Jasse began to rise, glanced up at him; and then sat back suddenly and gave him another look.
“Hello, Jasse!” Hallerock said, in a voice that sounded amiable but remarkably self-assured.
Even when not set off as now by his immaculate blue and white G.Z. dress uniform, Zone Agent Hallerock undoubtedly was something almost any young woman would look at twice. However, it wasn’t so much that he was strikingly handsome with his short-cropped dark-red hair and the clear, black-green eyes with their suggestion of some icy midnight ocean. The immediate point was that you
didn’t have to look twice to know that he came from no ordinary planet of civilization.
Jasse got up slowly from behind her desk and came around it and stood before Hallerock.
Basically, that was it perhaps—the world he came from! Mark Wieri VI, a frontier-type planet, so infernally deserving of its classification that only hair-brained first-stage Terrans would have settled there in the first place. Where the equatorial belt was a riot of throbbing colors, a maddened rainbow flowering and ripening, for two months of a thirty-eight month year—and then, like the rest of that bleak world forever, sheet-ice and darkness and the soundless, star-glittering cold.
Even back on Terra, two paths had been open to life that faced the Great Cold as its chosen environment. To grow squalidly tough, devoted to survival in merciless single-mindedness—or to flourish into a triumphant excess of strength that no future challenge could more than half engage.

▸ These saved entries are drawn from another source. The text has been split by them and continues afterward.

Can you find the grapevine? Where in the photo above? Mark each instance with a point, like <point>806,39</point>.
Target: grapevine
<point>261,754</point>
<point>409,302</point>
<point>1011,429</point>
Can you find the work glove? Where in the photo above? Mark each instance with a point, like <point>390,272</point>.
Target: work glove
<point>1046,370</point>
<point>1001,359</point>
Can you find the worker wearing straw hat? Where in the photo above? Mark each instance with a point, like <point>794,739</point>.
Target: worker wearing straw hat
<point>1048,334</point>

On Mark Wieri’s world, human life had adapted, inevitably, to its relentlessly crushing environment. In the two hundred and eighty-odd generations between the last centuries of the First Stellar Migrations and the day an exploring Giant-Ranger of the Confederacy turned in that direction, it had become as much a part of its background as the trout is of its pool. And no more than the trout could it see any purpose then in leaving so good a place again.

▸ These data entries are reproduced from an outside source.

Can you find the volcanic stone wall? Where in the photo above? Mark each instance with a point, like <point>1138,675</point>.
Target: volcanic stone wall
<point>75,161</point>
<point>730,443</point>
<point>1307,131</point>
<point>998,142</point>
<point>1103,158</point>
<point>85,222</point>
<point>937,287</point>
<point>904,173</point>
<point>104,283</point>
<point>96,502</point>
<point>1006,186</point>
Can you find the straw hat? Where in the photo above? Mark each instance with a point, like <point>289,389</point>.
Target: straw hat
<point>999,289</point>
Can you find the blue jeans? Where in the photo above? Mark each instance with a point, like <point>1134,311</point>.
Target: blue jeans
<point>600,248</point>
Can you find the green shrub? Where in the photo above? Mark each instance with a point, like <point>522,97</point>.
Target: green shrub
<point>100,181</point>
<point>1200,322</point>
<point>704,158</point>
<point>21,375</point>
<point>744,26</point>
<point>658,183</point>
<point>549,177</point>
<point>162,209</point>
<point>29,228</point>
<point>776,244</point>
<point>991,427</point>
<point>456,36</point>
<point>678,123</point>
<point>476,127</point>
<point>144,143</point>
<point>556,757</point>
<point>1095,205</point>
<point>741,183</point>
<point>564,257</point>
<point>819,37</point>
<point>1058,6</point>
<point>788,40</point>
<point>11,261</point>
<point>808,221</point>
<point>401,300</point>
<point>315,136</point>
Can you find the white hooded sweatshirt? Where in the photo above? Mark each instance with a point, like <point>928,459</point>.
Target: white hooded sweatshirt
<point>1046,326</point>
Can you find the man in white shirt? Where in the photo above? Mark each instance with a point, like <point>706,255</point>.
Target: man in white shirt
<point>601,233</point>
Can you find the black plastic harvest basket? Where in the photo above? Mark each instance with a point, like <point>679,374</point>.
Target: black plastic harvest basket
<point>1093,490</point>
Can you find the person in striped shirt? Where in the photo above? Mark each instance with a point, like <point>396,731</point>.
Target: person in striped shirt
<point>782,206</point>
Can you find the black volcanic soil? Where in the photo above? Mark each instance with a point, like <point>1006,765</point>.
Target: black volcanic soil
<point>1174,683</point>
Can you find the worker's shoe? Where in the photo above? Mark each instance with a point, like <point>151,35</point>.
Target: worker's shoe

But it had not, in any sense, grown squalid.
So Jasse stood before Hallerock, and she was still looking up at him. There were nine foot three inches of him to look up to, shaped into four hundred and sixty-five lean pounds of tigerish symmetry.

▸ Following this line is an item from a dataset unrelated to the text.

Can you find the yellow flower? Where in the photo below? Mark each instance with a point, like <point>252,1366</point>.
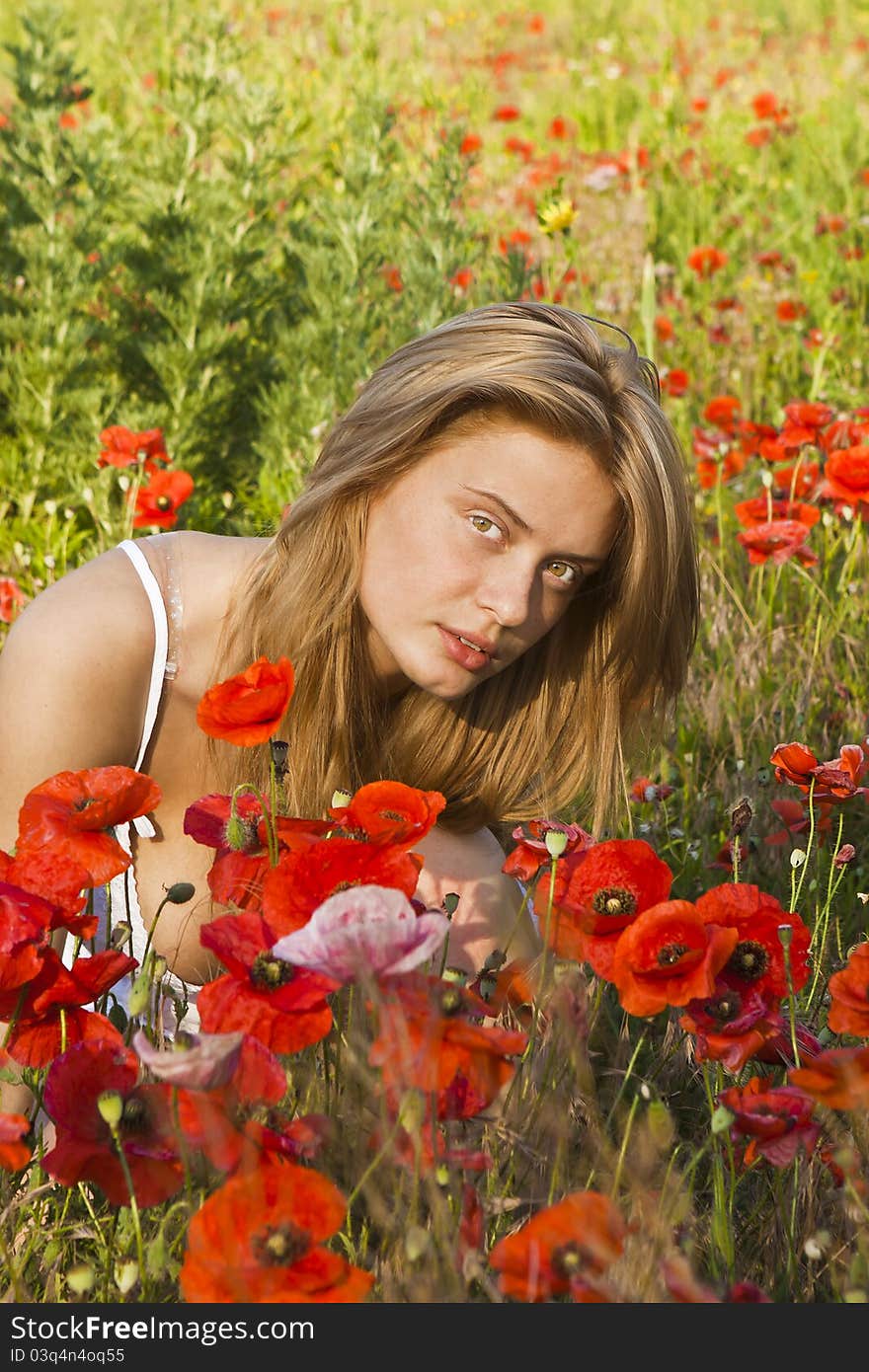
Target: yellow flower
<point>556,215</point>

The dress uniform on a duty call was a clue she didn’t miss or need. The ice of his home-planet was in Hallerock’s eyes; but so was the warm, loyal human strength that had triumphed over it and carelessly paid in then the full, final price of con-, quest. This son of the conquerors alone had been able to sense that the galaxy itself was now just wide and deep and long enough for man; and so he’d joined the civilization that was of a like spirit.